En las últimas semanas, el rendimiento defensivo del Valencia CF ha estado bajo la lupa. Aunque el equipo ha logrado mantener algunas porterías a cero, errores individuales y falta de comunicación han llevado a goles evitables. Este análisis se centrará en cómo el Valencia podría beneficiarse de algunos ajustes tácticos para mejorar su solidez defensiva.

Una de las principales preocupaciones es la línea defensiva, que a menudo parece desorganizada, especialmente en situaciones de transición. Actualmente, los laterales como José Gayà y Thierry Correia tienden a subir por el campo, dejando espacios atrás que los rivales han sabido aprovechar. Para mitigar esto, Corberán podría considerar un enfoque más conservador en los partidos donde el equipo no domina la posesión. Implementar un ajuste en el sistema, como un 4-2-3-1 o incluso un 4-4-2 en ciertos momentos, podría proporcionar más cobertura defensiva sin sacrificar completamente la capacidad ofensiva.

Además, la coordinación entre los centrales es clave para evitar desajustes. Hugo Guillamón y Eray Cömert, aunque son defensores competentes, a veces parecen perder a sus marcadores en situaciones de balón parado o en transiciones rápidas. Enfocarse en la comunicación y establecer roles claros dentro de la defensa podría ayudar a minimizar estos errores. La incorporación de un mediocampista defensivo más robusto, como el joven Javi Guerra, podría liberar a los centrales y permitirles concentrarse en marcar a los delanteros rivales.

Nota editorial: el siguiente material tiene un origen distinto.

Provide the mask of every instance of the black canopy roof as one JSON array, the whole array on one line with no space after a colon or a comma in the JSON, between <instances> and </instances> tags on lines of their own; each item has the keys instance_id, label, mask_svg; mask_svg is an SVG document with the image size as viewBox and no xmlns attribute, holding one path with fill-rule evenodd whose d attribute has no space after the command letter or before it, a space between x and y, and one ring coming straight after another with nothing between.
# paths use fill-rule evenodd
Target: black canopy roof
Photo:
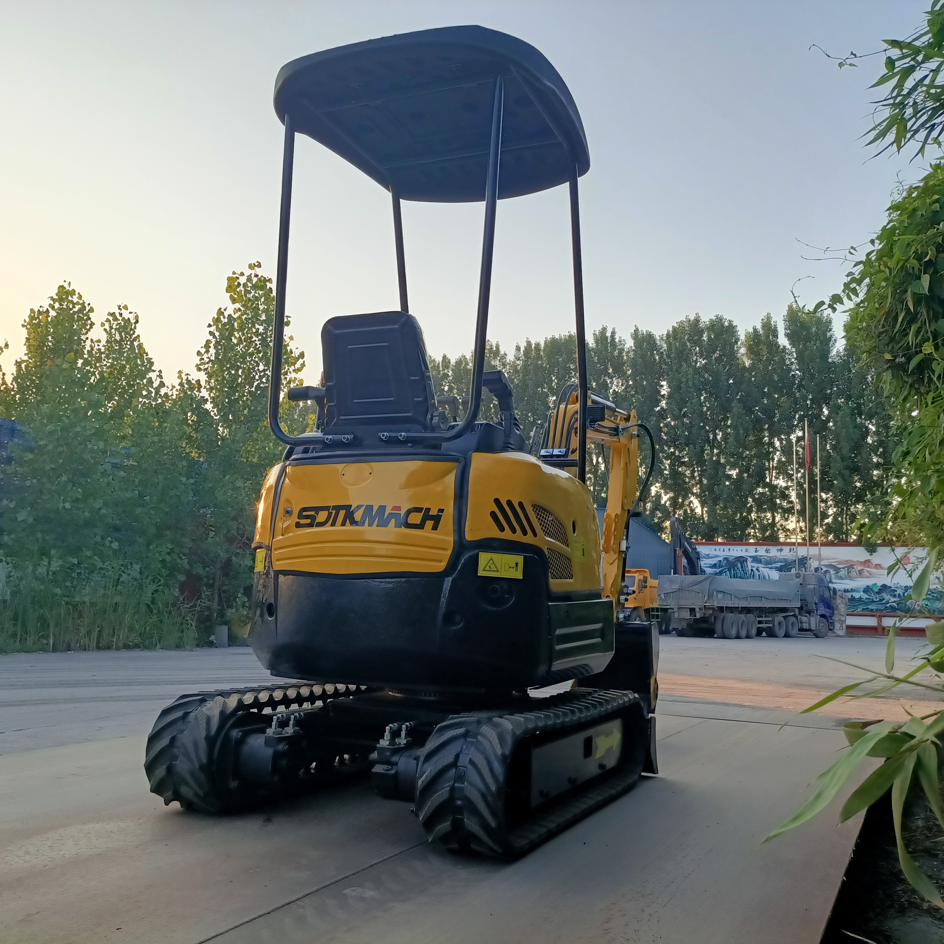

La presión alta también ha demostrado ser un arma de doble filo. Si bien puede ser efectiva para recuperar la posesión, el Valencia ha sufrido al ser golpeado en contragolpes cuando la presión no se ejecuta correctamente. Un reajuste táctico podría incluir una presión más organizada, donde delanteros y mediocampistas se enfoquen en recuperar el balón en áreas más seguras, reduciendo el riesgo de ser vulnerables a contragolpes.

Finalmente, la gestión del juego en los minutos finales es crucial. El Valencia ha dejado escapar puntos valiosos debido a lapsos de concentración y falta de control en las fases finales de los partidos. Implementar un plan de juego más sólido para los últimos 15 minutos, quizás cambiando a un sistema más defensivo o introduciendo jugadores frescos que puedan aportar experiencia, podría ser clave en su búsqueda por mantener ventajas.

En resumen, el Valencia CF tiene el potencial de ser un equipo defensivo sólido, pero necesita hacer ajustes tácticos para evitar errores y mejorar la consistencia. Con estos cambios, Los Ches podrían no solo mejorar su rendimiento defensivo, sino también consolidar una base sobre la cual construir un ataque efectivo y equilibrado.